I’ve never been a very altruistic person—and certainly, the reasons I have for wanting to face the fae queen again aren’t entirely selfless—but between the fact that we may have enough to win the bounty, and the added benefit of stopping a hoard of hunters from trying to get into the human realm, I think we’ve got enough reason to at least try.
But Callum’s obviously not convinced.
He’s not being entirely honest with me, either, about his reasons for being in this hunt. Even though I let it go last time when we still barely knew each other, now I want to know.
Maybe I still don’t have the right to know, but… damn it. I want to know.
All of it has me in a mood as we approach the edge of the wards.
A good night of sleep will probably make it better.

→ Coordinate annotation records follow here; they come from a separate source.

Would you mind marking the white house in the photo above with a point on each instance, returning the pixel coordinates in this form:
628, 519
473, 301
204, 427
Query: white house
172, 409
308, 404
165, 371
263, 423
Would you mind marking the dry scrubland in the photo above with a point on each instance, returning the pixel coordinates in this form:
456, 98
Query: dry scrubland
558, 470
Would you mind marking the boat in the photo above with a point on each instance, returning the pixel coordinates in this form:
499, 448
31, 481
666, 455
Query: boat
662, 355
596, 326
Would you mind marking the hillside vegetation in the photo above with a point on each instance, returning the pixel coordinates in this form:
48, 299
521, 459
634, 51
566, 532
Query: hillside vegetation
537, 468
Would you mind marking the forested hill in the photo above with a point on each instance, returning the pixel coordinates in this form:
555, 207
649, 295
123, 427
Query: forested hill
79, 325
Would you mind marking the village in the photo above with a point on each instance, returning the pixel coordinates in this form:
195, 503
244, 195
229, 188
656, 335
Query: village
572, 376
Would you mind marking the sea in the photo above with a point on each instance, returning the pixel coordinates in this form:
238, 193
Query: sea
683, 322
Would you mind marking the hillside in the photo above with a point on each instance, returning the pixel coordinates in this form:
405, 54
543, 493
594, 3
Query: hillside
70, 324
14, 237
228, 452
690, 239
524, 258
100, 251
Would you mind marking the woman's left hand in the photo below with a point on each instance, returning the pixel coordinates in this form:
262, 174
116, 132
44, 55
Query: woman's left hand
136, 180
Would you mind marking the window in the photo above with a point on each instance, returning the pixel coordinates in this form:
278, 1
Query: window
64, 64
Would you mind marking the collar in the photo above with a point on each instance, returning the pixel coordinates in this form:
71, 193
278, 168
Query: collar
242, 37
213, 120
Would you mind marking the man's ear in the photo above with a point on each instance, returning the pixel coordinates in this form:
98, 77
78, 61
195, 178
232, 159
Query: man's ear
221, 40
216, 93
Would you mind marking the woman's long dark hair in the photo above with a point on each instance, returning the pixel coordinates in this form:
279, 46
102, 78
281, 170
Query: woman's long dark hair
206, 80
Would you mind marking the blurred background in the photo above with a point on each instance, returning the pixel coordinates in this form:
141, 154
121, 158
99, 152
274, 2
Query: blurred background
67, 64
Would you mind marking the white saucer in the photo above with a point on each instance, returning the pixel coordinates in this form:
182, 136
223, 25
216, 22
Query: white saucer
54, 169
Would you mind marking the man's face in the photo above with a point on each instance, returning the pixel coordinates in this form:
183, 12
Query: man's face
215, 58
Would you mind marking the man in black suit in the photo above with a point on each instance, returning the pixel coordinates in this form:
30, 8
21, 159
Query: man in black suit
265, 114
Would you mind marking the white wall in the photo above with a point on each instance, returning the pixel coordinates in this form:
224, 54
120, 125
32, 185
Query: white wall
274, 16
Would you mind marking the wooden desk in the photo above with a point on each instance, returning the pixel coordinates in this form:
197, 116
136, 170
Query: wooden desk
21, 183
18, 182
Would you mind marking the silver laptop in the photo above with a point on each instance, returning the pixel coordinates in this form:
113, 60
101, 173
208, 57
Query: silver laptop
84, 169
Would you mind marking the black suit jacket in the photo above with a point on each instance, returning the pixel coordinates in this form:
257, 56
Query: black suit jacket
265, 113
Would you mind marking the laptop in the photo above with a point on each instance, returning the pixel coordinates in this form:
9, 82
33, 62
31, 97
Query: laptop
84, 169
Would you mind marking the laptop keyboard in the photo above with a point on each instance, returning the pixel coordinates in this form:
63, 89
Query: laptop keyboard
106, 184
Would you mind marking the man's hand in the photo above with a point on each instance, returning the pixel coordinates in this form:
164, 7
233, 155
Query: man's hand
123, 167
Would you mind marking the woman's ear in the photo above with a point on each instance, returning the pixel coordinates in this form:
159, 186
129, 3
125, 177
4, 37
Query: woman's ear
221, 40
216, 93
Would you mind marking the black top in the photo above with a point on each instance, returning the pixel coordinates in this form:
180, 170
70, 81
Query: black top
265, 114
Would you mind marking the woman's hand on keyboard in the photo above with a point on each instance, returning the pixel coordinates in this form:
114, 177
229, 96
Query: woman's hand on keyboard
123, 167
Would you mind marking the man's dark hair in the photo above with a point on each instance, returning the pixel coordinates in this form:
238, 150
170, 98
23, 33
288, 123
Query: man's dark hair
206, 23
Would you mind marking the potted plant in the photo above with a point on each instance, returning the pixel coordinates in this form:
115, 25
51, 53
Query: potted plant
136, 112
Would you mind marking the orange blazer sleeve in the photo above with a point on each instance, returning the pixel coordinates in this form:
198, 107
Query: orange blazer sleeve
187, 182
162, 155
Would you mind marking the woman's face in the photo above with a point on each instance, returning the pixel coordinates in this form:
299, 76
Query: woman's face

Especially a good night of sleep in Callum’s big, comfortable, fur-covered bed. With him curled around me, of course.
Even if I’m a little mad at him, I’m still only human.
“Glamour,” I say, holding out my hand.
He slips his ring off and transforms. Wings stretching behind him, tail whipping off what I’m sure isn’t the most pleasant of sensations after wearing the glamour that long, I’m thankful to have my demon back.
“I’ll keep it safe until we get to your place,” I tell him, slipping it into one of my bag’s secure pockets. “And I don’t think Angelique wants it back. You can keep it for if…”
For if you ever need to come back to this realm.
Will he ever need to come back to this realm?
In the rush of the last few days and the way we’ve fallen so easily together, it’s strange to realize we haven’t talked about any of it. Not what happens after. Not what any kind of future might look like.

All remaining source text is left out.